There are several theories on the histogenesis of squamous cell carcinoma of the breast, such as squamous epithelialization of glandular tissue or adenocarcinoma transforming into squamous cell carcinoma.

Cases of squamous cell growth and squamous cell carcinoma arising from the surface of the implant capsule have also been reported [20, 21], and it is possible that squamous cell carcinoma was derived from fibrosis encapsulating the peri-silicone vacuole as a chronic inflammatory change after liquid silicone injection.

The management of breast squamous cell carcinoma has not been standardized due to the insufficiency of cases.

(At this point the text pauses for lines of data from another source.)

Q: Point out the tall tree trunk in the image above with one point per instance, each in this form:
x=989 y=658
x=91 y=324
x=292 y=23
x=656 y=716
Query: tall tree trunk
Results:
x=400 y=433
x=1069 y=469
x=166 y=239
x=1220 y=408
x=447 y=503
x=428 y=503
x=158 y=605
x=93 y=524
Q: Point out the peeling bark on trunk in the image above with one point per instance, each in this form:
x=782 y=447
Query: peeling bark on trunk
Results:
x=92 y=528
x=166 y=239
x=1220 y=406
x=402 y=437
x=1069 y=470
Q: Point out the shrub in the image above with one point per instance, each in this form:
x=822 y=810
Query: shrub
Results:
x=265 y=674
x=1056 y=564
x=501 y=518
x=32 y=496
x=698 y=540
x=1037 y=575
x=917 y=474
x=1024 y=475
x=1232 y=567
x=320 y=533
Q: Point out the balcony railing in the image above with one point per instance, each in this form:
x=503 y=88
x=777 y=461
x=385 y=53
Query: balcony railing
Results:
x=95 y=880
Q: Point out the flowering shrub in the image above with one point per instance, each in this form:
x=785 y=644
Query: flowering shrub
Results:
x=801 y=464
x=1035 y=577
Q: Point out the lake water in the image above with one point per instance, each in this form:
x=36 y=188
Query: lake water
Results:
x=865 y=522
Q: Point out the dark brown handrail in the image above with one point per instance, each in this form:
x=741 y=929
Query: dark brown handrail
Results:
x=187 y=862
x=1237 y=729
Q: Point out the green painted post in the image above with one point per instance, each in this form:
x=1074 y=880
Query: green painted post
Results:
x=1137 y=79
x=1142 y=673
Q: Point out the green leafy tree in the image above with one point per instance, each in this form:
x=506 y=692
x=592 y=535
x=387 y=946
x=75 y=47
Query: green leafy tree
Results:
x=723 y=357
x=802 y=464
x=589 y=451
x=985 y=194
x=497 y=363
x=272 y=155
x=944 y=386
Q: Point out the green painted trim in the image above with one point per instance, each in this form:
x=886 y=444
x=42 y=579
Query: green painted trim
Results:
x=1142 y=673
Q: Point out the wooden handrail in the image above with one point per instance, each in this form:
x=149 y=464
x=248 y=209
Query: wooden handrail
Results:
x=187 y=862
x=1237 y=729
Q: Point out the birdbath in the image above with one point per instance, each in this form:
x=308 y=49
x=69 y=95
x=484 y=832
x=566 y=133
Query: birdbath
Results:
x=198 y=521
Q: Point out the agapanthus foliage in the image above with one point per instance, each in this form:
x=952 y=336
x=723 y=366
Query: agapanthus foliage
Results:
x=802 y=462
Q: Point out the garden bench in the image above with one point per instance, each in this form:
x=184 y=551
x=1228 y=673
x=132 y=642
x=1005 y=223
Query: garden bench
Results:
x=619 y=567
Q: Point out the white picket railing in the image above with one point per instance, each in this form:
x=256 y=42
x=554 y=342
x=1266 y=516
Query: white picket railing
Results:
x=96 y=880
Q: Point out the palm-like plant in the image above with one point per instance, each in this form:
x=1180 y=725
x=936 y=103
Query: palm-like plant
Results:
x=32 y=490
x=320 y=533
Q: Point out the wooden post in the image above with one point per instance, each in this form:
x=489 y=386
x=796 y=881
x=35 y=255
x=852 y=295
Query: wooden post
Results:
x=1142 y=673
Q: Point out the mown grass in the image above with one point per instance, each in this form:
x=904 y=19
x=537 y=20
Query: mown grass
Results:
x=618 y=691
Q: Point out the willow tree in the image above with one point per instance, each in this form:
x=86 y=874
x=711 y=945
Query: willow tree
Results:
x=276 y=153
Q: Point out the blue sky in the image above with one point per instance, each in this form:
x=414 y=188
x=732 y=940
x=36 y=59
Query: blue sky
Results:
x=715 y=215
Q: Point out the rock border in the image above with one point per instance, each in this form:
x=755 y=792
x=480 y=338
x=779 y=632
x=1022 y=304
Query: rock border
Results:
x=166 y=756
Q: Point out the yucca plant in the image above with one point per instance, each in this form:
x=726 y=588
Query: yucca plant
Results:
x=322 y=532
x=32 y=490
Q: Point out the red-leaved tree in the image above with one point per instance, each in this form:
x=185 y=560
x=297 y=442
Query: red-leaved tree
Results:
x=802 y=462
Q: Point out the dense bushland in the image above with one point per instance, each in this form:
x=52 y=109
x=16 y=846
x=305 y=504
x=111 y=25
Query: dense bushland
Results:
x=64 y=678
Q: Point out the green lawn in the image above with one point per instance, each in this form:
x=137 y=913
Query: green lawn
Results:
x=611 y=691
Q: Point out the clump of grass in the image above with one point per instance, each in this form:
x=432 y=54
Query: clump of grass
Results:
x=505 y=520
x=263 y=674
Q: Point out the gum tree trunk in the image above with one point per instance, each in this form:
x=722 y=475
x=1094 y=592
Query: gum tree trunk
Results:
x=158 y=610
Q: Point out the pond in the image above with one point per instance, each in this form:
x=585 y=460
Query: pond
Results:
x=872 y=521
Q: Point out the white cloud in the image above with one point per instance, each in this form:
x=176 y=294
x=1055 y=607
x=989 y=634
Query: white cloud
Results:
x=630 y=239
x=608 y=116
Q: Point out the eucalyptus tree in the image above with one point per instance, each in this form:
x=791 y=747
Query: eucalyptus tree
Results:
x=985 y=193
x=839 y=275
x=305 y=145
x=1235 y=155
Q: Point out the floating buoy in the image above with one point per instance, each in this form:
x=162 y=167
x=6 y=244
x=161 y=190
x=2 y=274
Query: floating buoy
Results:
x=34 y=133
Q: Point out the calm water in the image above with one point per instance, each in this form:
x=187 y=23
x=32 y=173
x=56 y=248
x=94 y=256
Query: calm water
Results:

Surgery is the cornerstone of the primary treatment of breast squamous cell carcinoma. In most patients, breast-conserving surgery is not possible due to the advanced stage of the disease.

Although squamous cell carcinomas are often radiosensitive, several studies reported poor responses to radiation therapy of breast squamous cell carcinomas, and the recurrence-free rates are similar to those of patients not receiving radiation therapy. [22, 23].

Neoadjuvant and adjuvant chemotherapies can be applied for breast squamous cell carcinoma with combinations of 5-fluorouracil, cisplatin, paclitaxel, cisplatin, and paclitaxel [24]. Several studies failed to show a significant benefit from neoadjuvant chemotherapy [25], thus there is still no established treatment. As in this case, chemotherapy for breast squamous cell carcinoma is often given with the same regimen as for triple-negative breast cancer.

Conclusion

Liquid silicone injection is not a current breast augmentation option, but injected silicone can lead to cancerous tumor development after years. This case illustrates how non-physiological substances can cause unexpected biological reactions that are difficult to diagnose with routine medical examinations. It is essential to accumulate data from more cases of breast squamous cell carcinoma to establish efficient treatment for this disease.